Identity Theft Catch Me If You Can wasn't just a hit at the movies this winter. It's also the modus operandi of a growing band of street criminals and their hacker allies who trade in consumer credit card information, Social Security numbers and other confidential data that are stored inside organizations and wash across millions of Web sites every day.

The Tennessee Senate recently passed a bill that is designed to help protect veterans from identity theft by removing Social Security numbers from courthouse public records. Identity theft is reaching alarming proportions and needs to be taken seriously by all organizations - before it happens.

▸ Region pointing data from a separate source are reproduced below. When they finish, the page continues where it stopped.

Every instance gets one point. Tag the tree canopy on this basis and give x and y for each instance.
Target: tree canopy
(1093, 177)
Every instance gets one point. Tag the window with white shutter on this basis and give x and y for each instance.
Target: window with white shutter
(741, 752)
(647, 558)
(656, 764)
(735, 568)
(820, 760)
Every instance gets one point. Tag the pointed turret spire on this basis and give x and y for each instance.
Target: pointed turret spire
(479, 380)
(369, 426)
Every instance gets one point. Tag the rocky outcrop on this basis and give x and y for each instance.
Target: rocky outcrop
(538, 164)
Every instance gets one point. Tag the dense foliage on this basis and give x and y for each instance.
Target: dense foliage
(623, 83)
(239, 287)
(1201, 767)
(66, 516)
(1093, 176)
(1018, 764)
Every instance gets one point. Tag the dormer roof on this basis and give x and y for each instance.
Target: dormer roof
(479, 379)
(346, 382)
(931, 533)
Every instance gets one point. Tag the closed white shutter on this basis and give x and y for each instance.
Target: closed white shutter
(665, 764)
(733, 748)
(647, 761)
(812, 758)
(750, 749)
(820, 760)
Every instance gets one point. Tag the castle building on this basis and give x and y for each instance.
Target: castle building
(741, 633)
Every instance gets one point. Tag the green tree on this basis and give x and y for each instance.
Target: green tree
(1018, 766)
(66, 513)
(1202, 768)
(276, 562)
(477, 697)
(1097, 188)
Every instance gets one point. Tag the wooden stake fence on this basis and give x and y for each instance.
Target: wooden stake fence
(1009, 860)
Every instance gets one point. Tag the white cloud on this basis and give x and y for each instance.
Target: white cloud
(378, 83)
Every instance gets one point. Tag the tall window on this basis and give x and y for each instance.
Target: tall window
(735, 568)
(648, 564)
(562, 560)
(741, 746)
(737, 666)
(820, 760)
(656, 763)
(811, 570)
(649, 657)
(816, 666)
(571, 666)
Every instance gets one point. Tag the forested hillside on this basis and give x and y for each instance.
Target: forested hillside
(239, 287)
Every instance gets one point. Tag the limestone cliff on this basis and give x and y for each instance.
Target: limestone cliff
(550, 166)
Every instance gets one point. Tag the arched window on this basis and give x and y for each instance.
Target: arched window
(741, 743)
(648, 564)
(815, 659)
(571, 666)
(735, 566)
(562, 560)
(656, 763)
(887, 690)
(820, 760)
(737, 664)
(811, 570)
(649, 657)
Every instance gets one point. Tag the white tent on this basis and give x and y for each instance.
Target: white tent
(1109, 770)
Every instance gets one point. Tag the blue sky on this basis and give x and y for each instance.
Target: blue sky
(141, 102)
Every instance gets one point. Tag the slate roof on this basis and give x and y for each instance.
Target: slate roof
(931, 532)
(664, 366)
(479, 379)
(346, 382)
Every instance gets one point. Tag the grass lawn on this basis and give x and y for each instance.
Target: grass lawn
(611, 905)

As most other types of crime are declining, identity theft is booming. It doubled to roughly 162,000 cases last year and is now the leading consumer fraud, according to the Federal Trade Commission. As many as 700,000 consumers may be victims of identity theft this year, costing each person an average of $1,000.

There are several key causes. More consumer and commercial data are online to meet the requirements of on-demand business. Automating business cuts costs, speeds service and allows organizations to reach customers, suppliers and partners more easily.

We're not going to scrap the Internet because of identity theft. But we do need to get much more serious about managing identity theft.

Too many organizations are still in the dark ages compared to the thieves they are up against. Today's identity thieves, who often have inside experience, are outsmarting us at nearly every turn. Who is more likely to be successful: a full-time hacker searching for a security hole into a company's systems, applications and data, or a developer with a thousand other things to do than plug every conceivable hole?

It's not that we don't have the security tools and smarts to manage the problem. But most information technology (IT) organizations are too stretched to devote the resources needed to keep up with the thieves, let alone get ahead of them by designing systems that are so sophisticated the thieves can't get in.

Organizations spend too much time reacting to security breaches, rather than preventing them. The most effective deterrent to identity theft is making an organization's IT architecture so airtight that thieves decide it's not worth challenging it.

There is nothing new about identity theft, which amounts to exploiting holes in technology. Instead of rifling trash bins for credit card receipts and tapping telephones, today's thieves steal data using a mouse and keyboard, and sell their booty to the highest bidder on the street. Thugs often recruit hackers to steal information.

To fight this growing menace, organizations need to replace their patchwork of security systems with an overall security architecture that plugs the holes inside and outside the enterprise, makes sure the right people have access to the systems, applications and data they need, and keeps everybody else out. Here is a plan of attack to get ahead of identity thieves.

Shut the door on former and temporary employees who maintain valid company IDs and passwords. With employee turnover running at 100 percent in industries such as retail, it's not unusual for 20 percent of company accounts to belong to employees who haven't worked for the organization for five years or longer.

An even bigger inside problem is employees who have unrestricted access to company systems and data that are unrelated to their job responsibility. Security policy should restrict employee access to pertinent areas of the business.

Recognize that today's homegrown security code is highly vulnerable to hacker attack. A hacker can gain access to a public Web site that is linked to an internal file system, and thus gain access to company and customer files.

Many organizations now put customer best practices online, so that other customers can gain insights. As this happens, hackers find ways to get access to applications that provide information about other users, which they can use to steal their identities. The fix is to replace patchwork security code with a sophisticated architecture that closes the holes between parts of the business.

Organizations need to randomize data to protect customer identity and privacy. Customization of individual data is here to stay, but these raw data must be kept under lock and key so that others cannot use them to invade individual privacy.

Does the marketing department need access to everyone's name and address or just to macro trend data? Companies can extract macro data from individual customer information, which will protect privacy rights and yield nearly the same business benefit.

Enhanced security doesn't have to inhibit business. Implemented wisely, security is a business enabler. It's up to organizations to take preventive steps that will strengthen the business and defeat the bad guys before they strike.